The children of Tondo owe a lot to Dr. Hubert Hayek. It was him, who initiated a vaccination program with great enthusiasm, which outlasted our mission for a long time, since our successors in Tondo were continuing the effort.

The workload of our dentist Dr. Thomas Schairer cannot be overestimated. In my opinion he saved and pulled more teeth than ever before in his career. As far as I know he is still working in the Philippines in his vacation.

In 1995 under president Fidel Ramos, the dwellings of the residents of Smokey Mountain were vacated by force and subsequently destroyed. Consequently most people were deprived of their means of existence. Only half of the houses, the slum dwellers had been promised as compensation were built and promised income opportunities did not materialize.

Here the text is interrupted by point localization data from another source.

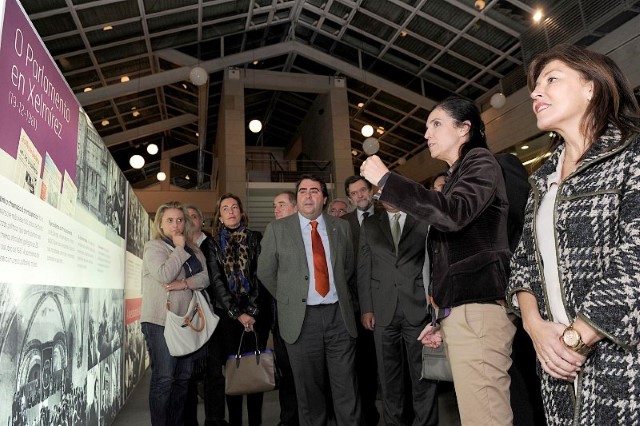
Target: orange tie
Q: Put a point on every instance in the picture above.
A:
(320, 270)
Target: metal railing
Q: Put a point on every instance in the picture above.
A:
(264, 167)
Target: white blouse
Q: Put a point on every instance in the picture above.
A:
(545, 235)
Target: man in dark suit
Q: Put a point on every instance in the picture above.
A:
(394, 307)
(306, 262)
(284, 204)
(360, 192)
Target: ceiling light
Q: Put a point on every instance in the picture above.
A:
(136, 161)
(370, 146)
(198, 76)
(498, 100)
(255, 126)
(537, 16)
(367, 130)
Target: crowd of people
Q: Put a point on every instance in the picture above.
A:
(352, 289)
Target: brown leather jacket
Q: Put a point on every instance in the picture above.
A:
(468, 242)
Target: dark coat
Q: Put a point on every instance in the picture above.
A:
(212, 249)
(598, 241)
(469, 247)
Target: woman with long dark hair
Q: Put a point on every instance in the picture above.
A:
(576, 272)
(232, 263)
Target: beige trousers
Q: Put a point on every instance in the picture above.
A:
(478, 340)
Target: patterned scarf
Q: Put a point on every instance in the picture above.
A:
(235, 259)
(192, 265)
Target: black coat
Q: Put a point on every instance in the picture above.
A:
(256, 300)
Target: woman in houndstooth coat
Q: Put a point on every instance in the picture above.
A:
(576, 273)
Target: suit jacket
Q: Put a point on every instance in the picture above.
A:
(517, 186)
(283, 270)
(352, 218)
(384, 279)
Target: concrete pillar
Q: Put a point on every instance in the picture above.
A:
(339, 110)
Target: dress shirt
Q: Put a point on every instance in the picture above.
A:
(313, 297)
(402, 219)
(545, 234)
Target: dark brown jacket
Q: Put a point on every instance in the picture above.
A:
(468, 241)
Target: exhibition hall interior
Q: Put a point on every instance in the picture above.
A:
(116, 106)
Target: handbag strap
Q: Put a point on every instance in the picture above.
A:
(197, 310)
(257, 351)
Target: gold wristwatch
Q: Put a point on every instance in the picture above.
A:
(572, 339)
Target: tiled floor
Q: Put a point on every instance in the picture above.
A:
(136, 410)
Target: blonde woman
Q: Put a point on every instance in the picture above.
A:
(171, 263)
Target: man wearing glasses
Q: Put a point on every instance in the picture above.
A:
(338, 207)
(360, 192)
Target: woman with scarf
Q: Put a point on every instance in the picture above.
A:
(232, 265)
(172, 266)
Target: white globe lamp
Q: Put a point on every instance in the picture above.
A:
(136, 161)
(498, 100)
(198, 76)
(152, 149)
(367, 130)
(370, 146)
(255, 126)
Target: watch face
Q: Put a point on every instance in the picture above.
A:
(571, 337)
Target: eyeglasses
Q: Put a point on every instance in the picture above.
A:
(362, 191)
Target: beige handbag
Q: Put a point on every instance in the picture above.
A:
(186, 334)
(250, 372)
(435, 364)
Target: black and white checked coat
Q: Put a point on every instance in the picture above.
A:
(597, 233)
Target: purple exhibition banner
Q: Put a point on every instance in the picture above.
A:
(37, 104)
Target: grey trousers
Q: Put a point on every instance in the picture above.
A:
(325, 349)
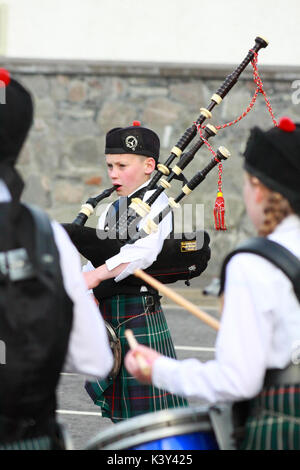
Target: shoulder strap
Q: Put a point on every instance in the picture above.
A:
(273, 252)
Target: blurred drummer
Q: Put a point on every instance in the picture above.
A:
(260, 324)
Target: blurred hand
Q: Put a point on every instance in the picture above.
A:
(132, 364)
(91, 279)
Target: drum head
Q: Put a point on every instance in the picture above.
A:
(152, 426)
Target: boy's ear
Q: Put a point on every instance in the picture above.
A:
(260, 193)
(150, 164)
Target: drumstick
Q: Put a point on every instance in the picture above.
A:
(133, 344)
(177, 298)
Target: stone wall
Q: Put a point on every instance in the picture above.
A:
(76, 103)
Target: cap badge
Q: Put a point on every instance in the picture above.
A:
(131, 142)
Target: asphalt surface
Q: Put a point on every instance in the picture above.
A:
(83, 420)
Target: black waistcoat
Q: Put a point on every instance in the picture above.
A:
(130, 285)
(35, 324)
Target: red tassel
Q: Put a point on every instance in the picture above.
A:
(219, 212)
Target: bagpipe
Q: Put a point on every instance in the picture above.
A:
(189, 257)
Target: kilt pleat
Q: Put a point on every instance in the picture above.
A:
(125, 397)
(274, 423)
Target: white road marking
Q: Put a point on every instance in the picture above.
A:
(194, 348)
(73, 412)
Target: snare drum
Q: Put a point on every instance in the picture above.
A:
(174, 429)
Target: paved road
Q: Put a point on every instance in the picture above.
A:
(83, 419)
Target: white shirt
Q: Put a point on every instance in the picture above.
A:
(260, 326)
(142, 253)
(88, 350)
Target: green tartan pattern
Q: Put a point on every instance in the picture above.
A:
(124, 397)
(275, 424)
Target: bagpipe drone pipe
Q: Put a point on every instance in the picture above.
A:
(188, 253)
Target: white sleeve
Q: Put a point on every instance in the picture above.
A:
(142, 253)
(242, 347)
(88, 351)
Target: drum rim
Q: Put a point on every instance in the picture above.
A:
(165, 423)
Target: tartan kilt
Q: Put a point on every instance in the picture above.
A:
(125, 397)
(274, 423)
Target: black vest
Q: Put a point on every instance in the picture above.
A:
(35, 324)
(130, 285)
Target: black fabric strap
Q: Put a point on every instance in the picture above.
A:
(273, 252)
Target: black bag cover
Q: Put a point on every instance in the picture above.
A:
(180, 259)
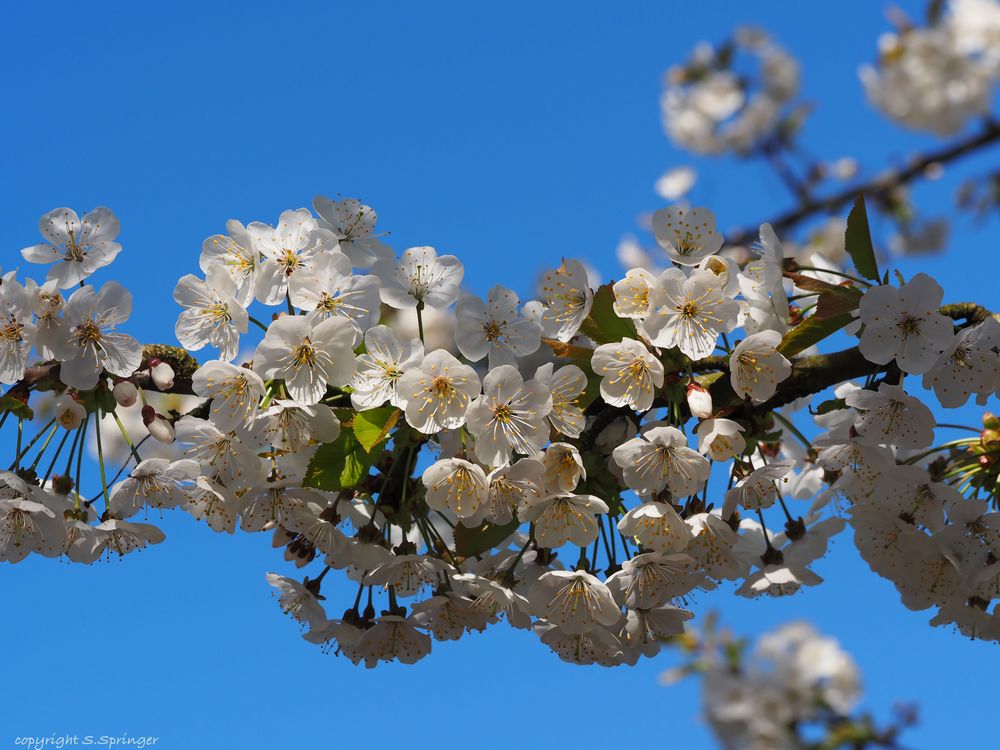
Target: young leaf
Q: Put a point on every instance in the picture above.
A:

Greenery was planted on  this mountain of refuse but on most parts you will see the wretched huts again. In the meantime other trash dumps have opened in Tondo. Making use of the excretions of a Metropolis of something between 12 to 15 million is still going on. It is estimated that up to 50% of the inhabitants of Metro-Manila are living under slum conditions.

One day we visited Tala, a leprosy village not far from Tondo. Leprosy is not very contagious and can be treated efficiently nowadays. The cause of this infectious disease is always poor hygiene and weakness of the immune system due to malnutrition. It was the first time that I came into contact with this affliction which is more or less eradicated in Europe. But here all stages were to be seen, up to advanced disfigurations of face and limbs.

Owing to the tireless work of Dr. Otto Paulischek, physician from Krefeld, the leprosy village even today gets generous support. Dr. Paulischekis is one of the earliest members of "Ärzte für die 3.Welt" and well over 90 years.

Another trip lead us to Salapandan, a small village in the northern province of Abra. I will never forget travelling through this impressive landscape and probably around 200 patients ervery day queuing up  in front of our improvised "doctors office". Without our English speaking nurses we would have been totally helpless. In the evening we were invited to a festive meal, singing and dancing.

The island of Palawan can be reached by plane from Manila in one hour and was our last destination. Having arrived in Puerta Princesa, the capital of Palawan, we were confronted - and not for the first time - with the imponderabilities of the Philippine health system. Obviously the administration had let it be known everywhere, the German doctors would operate on anyone, who turned up at the hospital. So we were awaited by a big crowd, patients wishing for alleviation and healing. Being totally unprepared for this request and since there was not even a surgeon among us, we could not comply of course. The gouverneur bid to an opulent meal, held out the prospect of more relaxing days to come - which we declined. There were only a few drugs in the pharmacy of the hospital - a chapter of its own, because most medication ended up in the pockets of those sitting next to the source and were eventually handed out to relatives or sold privately. So, with the generous help of the bishop and our own money we bought what was necessary in the local pharmacy, were allowed to use the bishops car and were on our way to a small village, where no physician had been sighted for ages. We received a warm-hearted welcome and tried to do our best.

It is difficult to summarize all those impressions:
anyway I humbly and pensively returned to the sophisticated operation theaters of my hospital.

In 1985 I privately undertook a journey to the Philippines again and worked part of my holiday in the Canossian Health Care and Social Center.